Scope: org default + per-project override
Set an organisation default that applies everywhere, then optionally override it
per project (workflow). A project with no override inherits the org default; a project
with an override uses its own full policy. Resolution at the gateway is:
project override → org default → off (opt-in)
Block this user
From any trace in Traces, Block this user adds that
end-user to your org’s blocklist; the gateway then 403s every request carrying their
x-orbitrage-end-user-id.
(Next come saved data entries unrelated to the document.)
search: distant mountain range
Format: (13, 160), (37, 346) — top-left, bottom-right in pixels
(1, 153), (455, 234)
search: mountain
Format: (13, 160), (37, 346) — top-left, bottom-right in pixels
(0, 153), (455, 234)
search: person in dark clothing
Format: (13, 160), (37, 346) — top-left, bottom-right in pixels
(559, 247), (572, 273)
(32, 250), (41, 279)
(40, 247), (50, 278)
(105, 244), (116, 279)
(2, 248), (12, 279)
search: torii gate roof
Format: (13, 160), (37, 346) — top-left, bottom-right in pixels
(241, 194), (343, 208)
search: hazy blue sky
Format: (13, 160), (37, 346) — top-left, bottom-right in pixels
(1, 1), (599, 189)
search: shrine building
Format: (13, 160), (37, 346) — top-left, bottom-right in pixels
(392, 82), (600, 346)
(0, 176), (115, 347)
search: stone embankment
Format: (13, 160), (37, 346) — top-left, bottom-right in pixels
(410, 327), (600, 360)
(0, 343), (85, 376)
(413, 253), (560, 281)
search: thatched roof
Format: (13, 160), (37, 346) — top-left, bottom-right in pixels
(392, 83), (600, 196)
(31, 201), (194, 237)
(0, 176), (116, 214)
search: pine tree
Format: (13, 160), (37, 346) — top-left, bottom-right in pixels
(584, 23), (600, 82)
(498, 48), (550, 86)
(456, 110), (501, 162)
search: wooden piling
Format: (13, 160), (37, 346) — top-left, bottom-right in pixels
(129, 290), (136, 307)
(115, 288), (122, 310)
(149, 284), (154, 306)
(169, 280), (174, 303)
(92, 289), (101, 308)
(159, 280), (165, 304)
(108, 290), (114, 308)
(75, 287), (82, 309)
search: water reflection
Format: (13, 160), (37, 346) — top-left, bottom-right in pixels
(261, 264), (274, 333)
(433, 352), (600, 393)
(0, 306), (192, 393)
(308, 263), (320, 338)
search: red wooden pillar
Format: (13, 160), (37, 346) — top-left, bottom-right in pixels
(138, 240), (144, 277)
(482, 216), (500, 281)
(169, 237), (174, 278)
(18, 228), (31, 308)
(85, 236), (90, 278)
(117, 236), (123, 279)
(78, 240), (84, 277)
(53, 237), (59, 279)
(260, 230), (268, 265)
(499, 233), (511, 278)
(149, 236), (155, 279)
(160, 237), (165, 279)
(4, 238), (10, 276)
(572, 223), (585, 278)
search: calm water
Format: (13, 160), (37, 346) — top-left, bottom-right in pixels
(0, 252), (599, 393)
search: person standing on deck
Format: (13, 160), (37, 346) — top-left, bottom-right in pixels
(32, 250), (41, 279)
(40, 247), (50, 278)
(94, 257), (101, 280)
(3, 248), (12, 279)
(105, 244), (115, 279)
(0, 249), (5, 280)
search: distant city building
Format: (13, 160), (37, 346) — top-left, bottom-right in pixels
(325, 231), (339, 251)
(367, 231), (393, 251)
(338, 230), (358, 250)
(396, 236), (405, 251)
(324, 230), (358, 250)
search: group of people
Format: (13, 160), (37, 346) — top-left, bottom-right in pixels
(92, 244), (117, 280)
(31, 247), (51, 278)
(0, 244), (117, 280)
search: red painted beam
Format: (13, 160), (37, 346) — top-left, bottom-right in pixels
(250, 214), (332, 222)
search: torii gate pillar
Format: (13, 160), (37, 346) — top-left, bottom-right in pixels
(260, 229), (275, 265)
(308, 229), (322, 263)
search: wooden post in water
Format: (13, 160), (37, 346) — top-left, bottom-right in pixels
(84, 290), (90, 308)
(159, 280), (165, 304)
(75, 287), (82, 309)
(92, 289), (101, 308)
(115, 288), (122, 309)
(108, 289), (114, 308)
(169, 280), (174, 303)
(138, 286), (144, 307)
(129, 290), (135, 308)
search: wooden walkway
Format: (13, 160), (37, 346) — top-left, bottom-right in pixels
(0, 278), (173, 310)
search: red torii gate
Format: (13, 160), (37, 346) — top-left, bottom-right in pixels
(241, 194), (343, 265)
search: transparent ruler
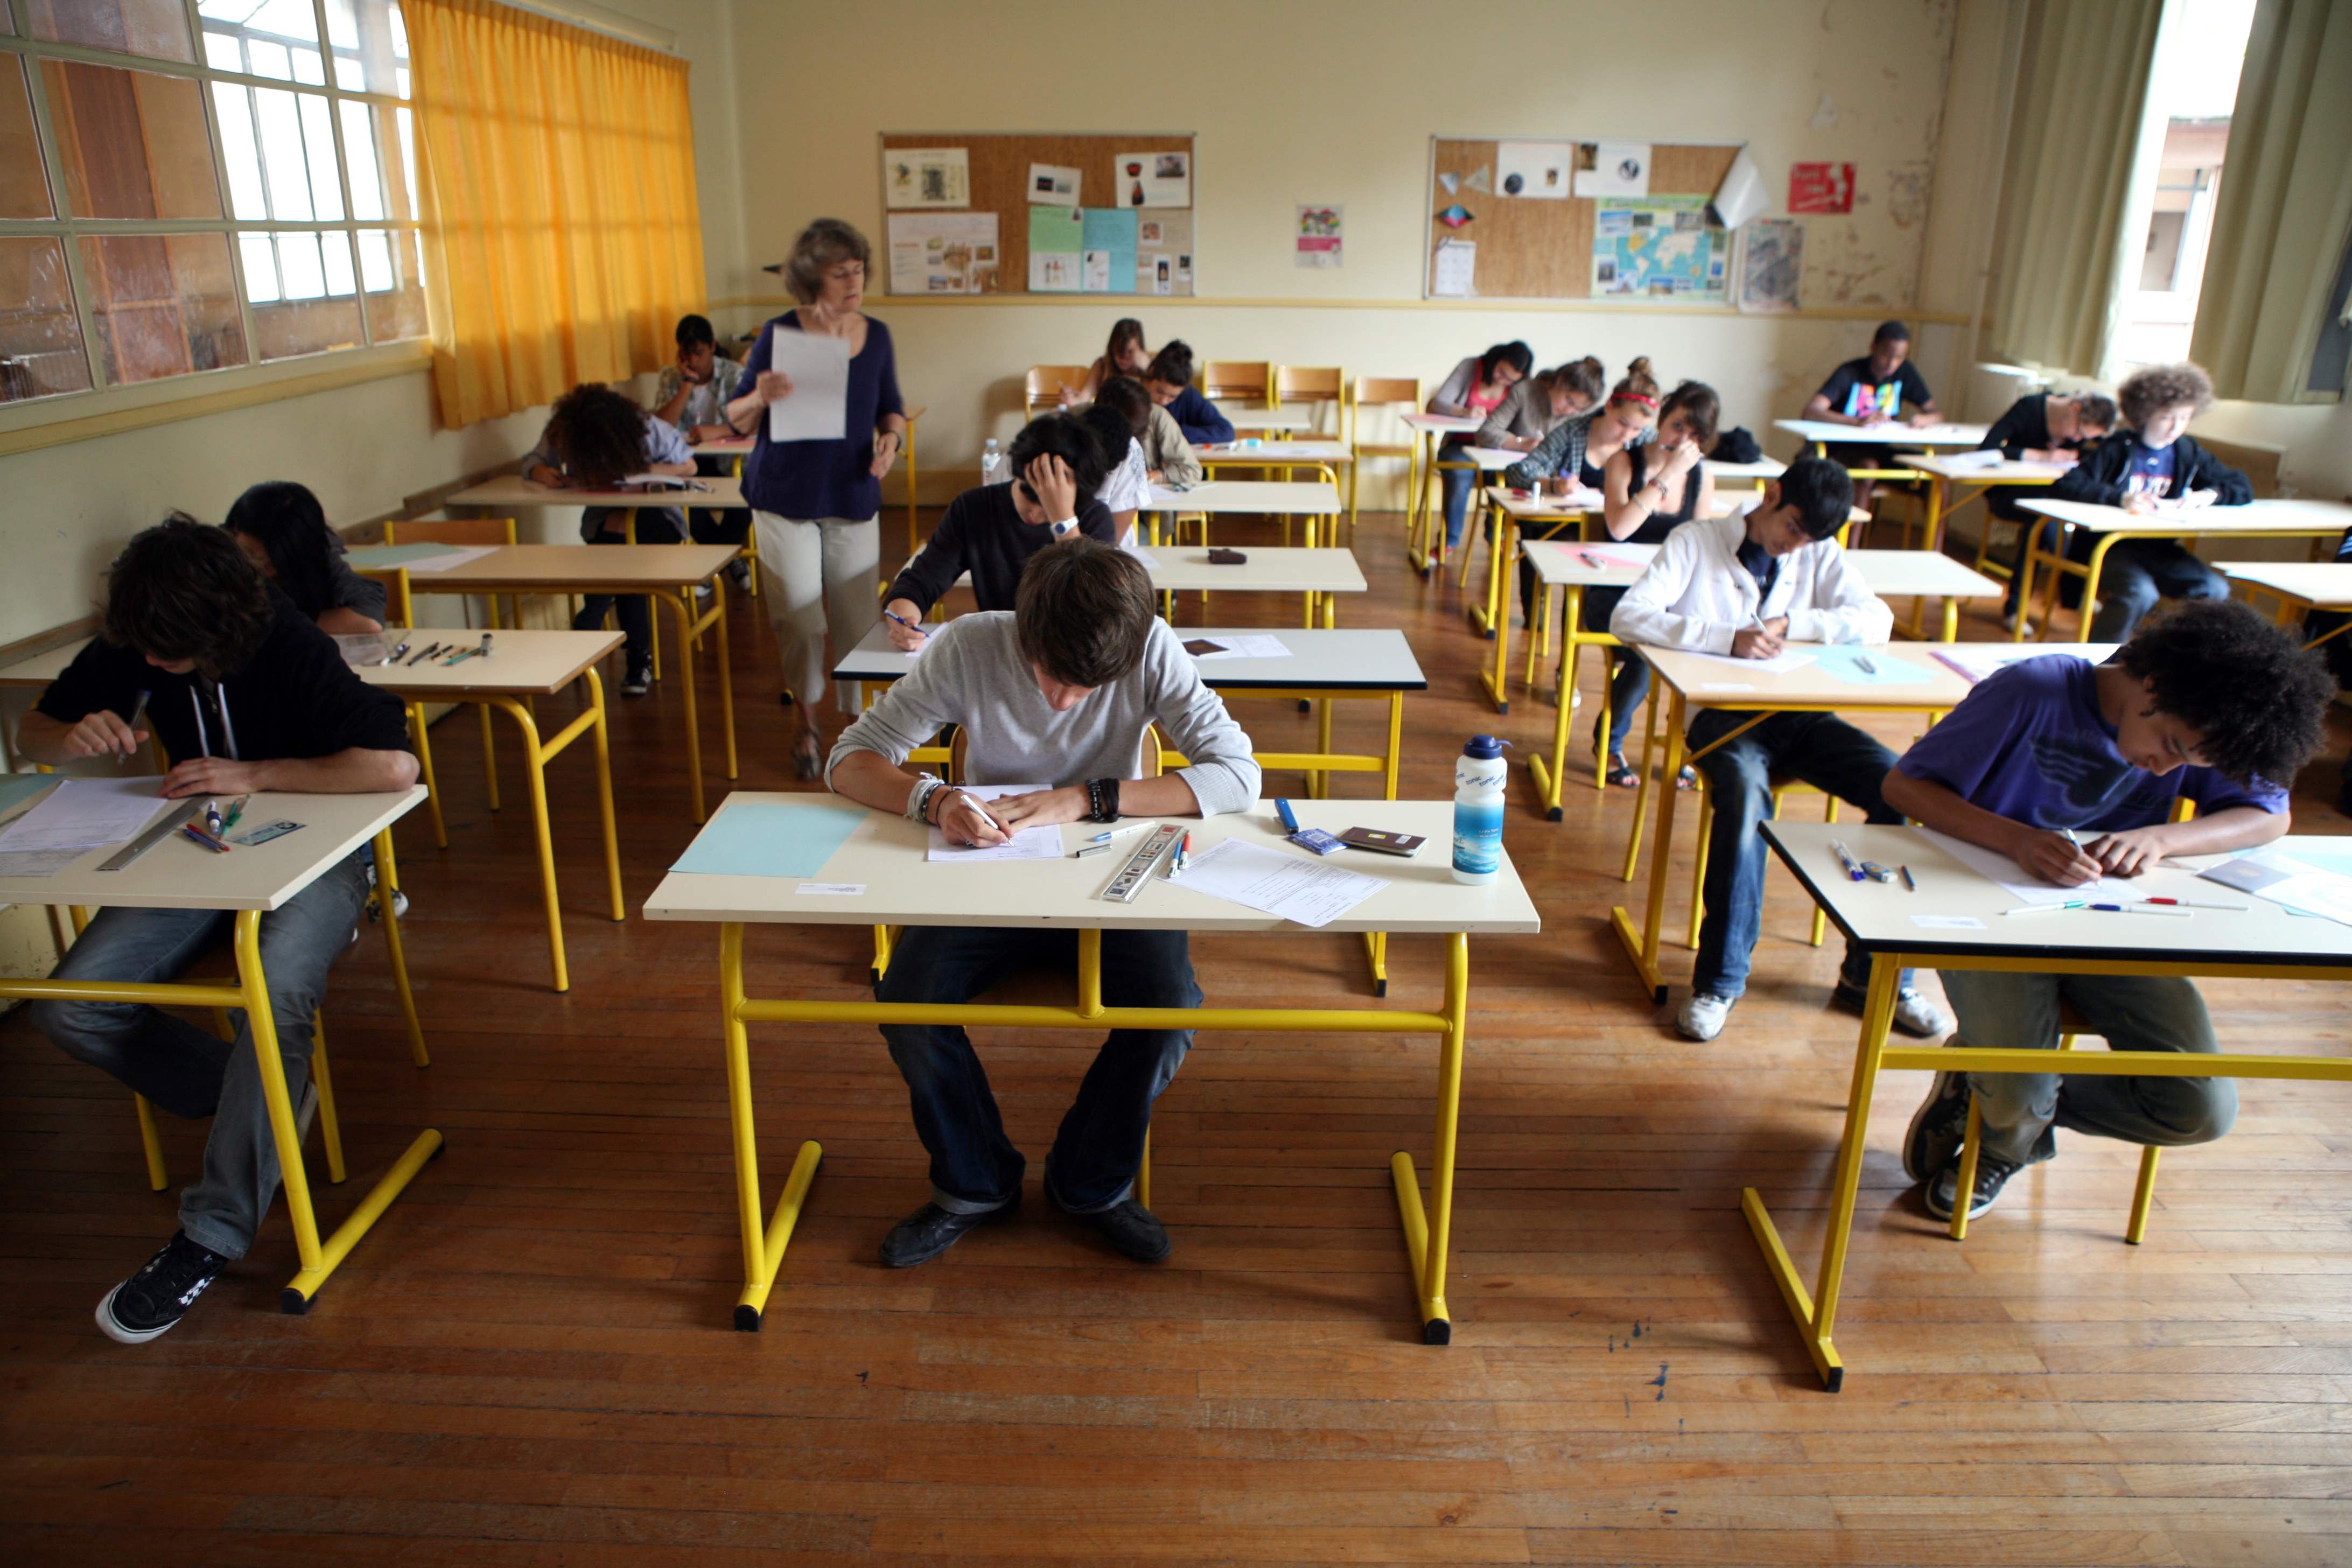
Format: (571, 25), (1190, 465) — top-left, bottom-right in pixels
(1098, 822), (1184, 903)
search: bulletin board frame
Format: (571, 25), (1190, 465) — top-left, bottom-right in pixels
(878, 132), (1199, 299)
(1424, 137), (1745, 303)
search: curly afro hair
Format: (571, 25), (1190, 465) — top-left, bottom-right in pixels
(2116, 598), (2333, 787)
(545, 384), (649, 487)
(2117, 362), (2215, 429)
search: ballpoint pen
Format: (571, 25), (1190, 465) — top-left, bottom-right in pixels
(883, 610), (927, 638)
(1073, 822), (1151, 858)
(2004, 901), (2189, 917)
(2138, 898), (2248, 911)
(1829, 838), (1865, 881)
(120, 689), (150, 761)
(1899, 865), (1915, 891)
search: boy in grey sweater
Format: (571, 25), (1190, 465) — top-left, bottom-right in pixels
(828, 537), (1259, 1268)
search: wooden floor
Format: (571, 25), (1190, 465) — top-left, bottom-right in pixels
(6, 510), (2352, 1567)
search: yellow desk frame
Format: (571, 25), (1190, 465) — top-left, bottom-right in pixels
(715, 923), (1474, 1342)
(2014, 517), (2343, 643)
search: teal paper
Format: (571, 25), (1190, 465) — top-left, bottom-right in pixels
(1080, 207), (1138, 293)
(347, 543), (472, 569)
(0, 774), (58, 815)
(671, 801), (867, 878)
(1814, 646), (1933, 685)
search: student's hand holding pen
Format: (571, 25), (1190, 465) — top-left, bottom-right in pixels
(932, 788), (1011, 849)
(58, 709), (149, 760)
(882, 599), (929, 651)
(1731, 615), (1788, 660)
(2011, 825), (2104, 886)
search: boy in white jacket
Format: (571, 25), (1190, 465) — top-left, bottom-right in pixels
(1611, 457), (1952, 1043)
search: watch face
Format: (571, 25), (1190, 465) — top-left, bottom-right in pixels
(1052, 520), (1075, 536)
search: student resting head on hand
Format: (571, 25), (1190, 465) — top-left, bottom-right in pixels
(223, 480), (386, 638)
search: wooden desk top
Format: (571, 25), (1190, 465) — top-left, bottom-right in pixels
(1146, 480), (1343, 515)
(1132, 546), (1367, 594)
(2218, 560), (2352, 608)
(1640, 641), (1973, 711)
(1401, 412), (1482, 433)
(1774, 419), (1989, 447)
(393, 544), (740, 593)
(0, 786), (424, 913)
(447, 474), (746, 509)
(833, 623), (1424, 691)
(1903, 452), (2070, 482)
(2018, 496), (2352, 537)
(1764, 821), (2352, 969)
(1195, 442), (1353, 464)
(645, 796), (1539, 934)
(1844, 550), (2006, 599)
(1210, 404), (1318, 431)
(1924, 641), (2119, 684)
(0, 629), (625, 699)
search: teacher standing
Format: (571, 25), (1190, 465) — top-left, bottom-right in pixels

Open a blocked user’s trace again and the action flips to
Unblock this user. (Identify the end-user per request with the SDK’s user_id /
the x-orbitrage-end-user-id header — see per-user attribution.)
What’s recorded
Every request carries its guardrail outcome on the routing_steps row, so it shows in
Traces and analytics:
| Signal | Meaning |
|---|
guardrail_blocked | The request was refused by policy. |
pii_detected / pii_types | PII was found, and which kinds. |
pii_redaction_applied | Redaction/tokenization ran. |
orbitrage_actions_applied | The exact actions that fired (e.g. pii.ssn:block). |
Blocked requests surface as Guardrails Triggered security incidents on Overview and
Traces, and the blocked trace records the end-user who triggered it.
Want to verify enforcement end-to-end? Send a request whose body contains a test SSN
(123-45-6789) or an injection phrase — with a policy active you’ll get a 403
guardrail_blocked; an email or phone returns 200 with the value redacted.